Topic:iteblog	PartitionCount:8	ReplicationFactor:1	Configs:
	Topic: iteblog	Partition: 0	Leader: 1	Replicas: 1,3,4	Isr: 3,1
	Topic: iteblog	Partition: 1	Leader: 5	Replicas: 2,4,5	Isr: 5
	Topic: iteblog	Partition: 2	Leader: 3	Replicas: 3,5,6	Isr: 5,3,6
	Topic: iteblog	Partition: 3	Leader: 7	Replicas: 4,6,7	Isr: 7,6
	Topic: iteblog	Partition: 4	Leader: 5	Replicas: 5,7,0	Isr: 5,7,0
	Topic: iteblog	Partition: 5	Leader: 6	Replicas: 6,0,1	Isr: 0,6,1
	Topic: iteblog	Partition: 6	Leader: 7	Replicas: 7,1,2	Isr: 7,1
	Topic: iteblog	Partition: 7	Leader: 0	Replicas: 0,2,3	Isr: 0,3

启动Broker 2和Broker 4,Leader分布与上一步相比并未变化,如下图所示。:

Topic:iteblog	PartitionCount:8	ReplicationFactor:1	Configs:
	Topic: iteblog	Partition: 0	Leader: 1	Replicas: 1,3,4	Isr: 3,1,4
	Topic: iteblog	Partition: 1	Leader: 5	Replicas: 2,4,5	Isr: 5,2,4
	Topic: iteblog	Partition: 2	Leader: 3	Replicas: 3,5,6	Isr: 5,3,6
	Topic: iteblog	Partition: 3	Leader: 7	Replicas: 4,6,7	Isr: 7,6,4
	Topic: iteblog	Partition: 4	Leader: 5	Replicas: 5,7,0	Isr: 5,7,0
	Topic: iteblog	Partition: 5	Leader: 6	Replicas: 6,0,1	Isr: 0,6,1
	Topic: iteblog	Partition: 6	Leader: 7	Replicas: 7,1,2	Isr: 7,1,2
	Topic: iteblog	Partition: 7	Leader: 0	Replicas: 0,2,3	Isr: 0,3,2

  再次运行该工具,所有Partition的Leader都由其Preferred Replica承担,Leader分布更均匀——每个Broker承担1个Partition的Leader角色。

  除了手动运行该工具使Leader分配均匀外,Kafka还提供了自动平衡Leader分配的功能,该功能可通过将auto.leader.rebalance.enable设置为true开启,它将周期性检查Leader分配是否平衡,若不平衡度超过一定阈值则自动由Controller尝试将各Partition的Leader设置为其Preferred Replica。检查周期由leader.imbalance.check.interval.seconds指定,不平衡度阈值由leader.imbalance.per.broker.percentage指定。

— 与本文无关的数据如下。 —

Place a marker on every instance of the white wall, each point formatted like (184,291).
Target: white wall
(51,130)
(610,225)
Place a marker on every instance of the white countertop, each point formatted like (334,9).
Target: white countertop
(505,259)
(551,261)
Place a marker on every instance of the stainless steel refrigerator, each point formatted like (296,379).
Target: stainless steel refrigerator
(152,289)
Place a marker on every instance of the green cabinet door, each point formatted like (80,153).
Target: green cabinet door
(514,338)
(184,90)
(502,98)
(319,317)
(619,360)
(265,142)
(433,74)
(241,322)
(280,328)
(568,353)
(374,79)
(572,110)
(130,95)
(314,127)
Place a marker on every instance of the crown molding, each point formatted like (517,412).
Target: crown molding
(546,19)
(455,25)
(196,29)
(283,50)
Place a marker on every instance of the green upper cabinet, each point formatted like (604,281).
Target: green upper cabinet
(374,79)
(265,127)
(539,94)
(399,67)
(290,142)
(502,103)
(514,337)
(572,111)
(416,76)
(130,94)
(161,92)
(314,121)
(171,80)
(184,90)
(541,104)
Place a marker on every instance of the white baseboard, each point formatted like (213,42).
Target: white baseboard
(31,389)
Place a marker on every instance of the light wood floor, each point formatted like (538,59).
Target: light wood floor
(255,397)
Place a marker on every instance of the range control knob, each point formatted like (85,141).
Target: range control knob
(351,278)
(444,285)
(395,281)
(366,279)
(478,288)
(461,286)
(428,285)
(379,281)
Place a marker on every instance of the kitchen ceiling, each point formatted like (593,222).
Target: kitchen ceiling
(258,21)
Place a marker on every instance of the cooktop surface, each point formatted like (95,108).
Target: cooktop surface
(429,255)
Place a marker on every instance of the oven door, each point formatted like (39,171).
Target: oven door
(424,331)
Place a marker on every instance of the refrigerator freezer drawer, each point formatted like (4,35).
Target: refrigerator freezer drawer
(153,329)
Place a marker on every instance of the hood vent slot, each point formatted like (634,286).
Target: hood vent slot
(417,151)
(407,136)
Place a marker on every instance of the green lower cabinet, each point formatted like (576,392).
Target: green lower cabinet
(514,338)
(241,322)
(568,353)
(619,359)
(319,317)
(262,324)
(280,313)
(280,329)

Kafka Reassign Partitions Tool

用途

  该工具的设计目标与Preferred Replica Leader Election Tool有些类似,都旨在促进Kafka集群的负载均衡。不同的是,Preferred Replica Leader Election只能在Partition的AR范围内调整其Leader,使Leader分布均匀,而该工具还可以调整Partition的AR。

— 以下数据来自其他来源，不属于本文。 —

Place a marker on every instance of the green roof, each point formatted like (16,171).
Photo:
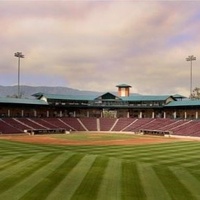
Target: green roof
(68,97)
(22,101)
(146,98)
(123,85)
(184,103)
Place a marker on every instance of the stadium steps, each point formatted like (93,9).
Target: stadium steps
(82,124)
(114,125)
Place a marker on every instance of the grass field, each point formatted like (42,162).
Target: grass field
(53,172)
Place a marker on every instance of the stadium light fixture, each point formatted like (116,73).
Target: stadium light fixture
(190,58)
(18,55)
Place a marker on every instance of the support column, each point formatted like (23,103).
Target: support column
(164,115)
(175,115)
(185,115)
(35,113)
(128,115)
(197,115)
(8,113)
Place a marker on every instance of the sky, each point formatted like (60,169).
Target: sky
(95,45)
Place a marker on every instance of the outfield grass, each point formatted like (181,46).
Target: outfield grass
(152,172)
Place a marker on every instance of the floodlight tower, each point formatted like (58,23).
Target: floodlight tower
(190,58)
(19,55)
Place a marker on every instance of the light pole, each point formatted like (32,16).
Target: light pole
(19,55)
(190,58)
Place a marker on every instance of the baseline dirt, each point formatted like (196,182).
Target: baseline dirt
(47,139)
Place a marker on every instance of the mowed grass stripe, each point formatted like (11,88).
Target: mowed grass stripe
(172,184)
(131,185)
(19,190)
(9,161)
(72,180)
(50,182)
(40,161)
(19,166)
(188,180)
(111,184)
(90,185)
(152,186)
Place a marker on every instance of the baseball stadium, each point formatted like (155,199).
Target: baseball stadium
(106,147)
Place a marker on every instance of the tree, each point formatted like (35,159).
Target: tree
(195,94)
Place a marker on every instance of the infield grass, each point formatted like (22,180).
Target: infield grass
(167,171)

  Follower需要从Leader Fetch数据以保持与Leader同步,所以仅仅保持Leader分布的平衡对整个集群的负载均衡来说是不够的。另外,生产环境下,随着负载的增大,可能需要给Kafka集群扩容。向Kafka集群中增加Broker非常简单方便,但是对于已有的Topic,并不会自动将其Partition迁移到新加入的Broker上,此时可用该工具达到此目的。某些场景下,实际负载可能远小于最初预期负载,此时可用该工具将分布在整个集群上的Partition重装分配到某些机器上,然后可以停止不需要的Broker从而实现节约资源的目的。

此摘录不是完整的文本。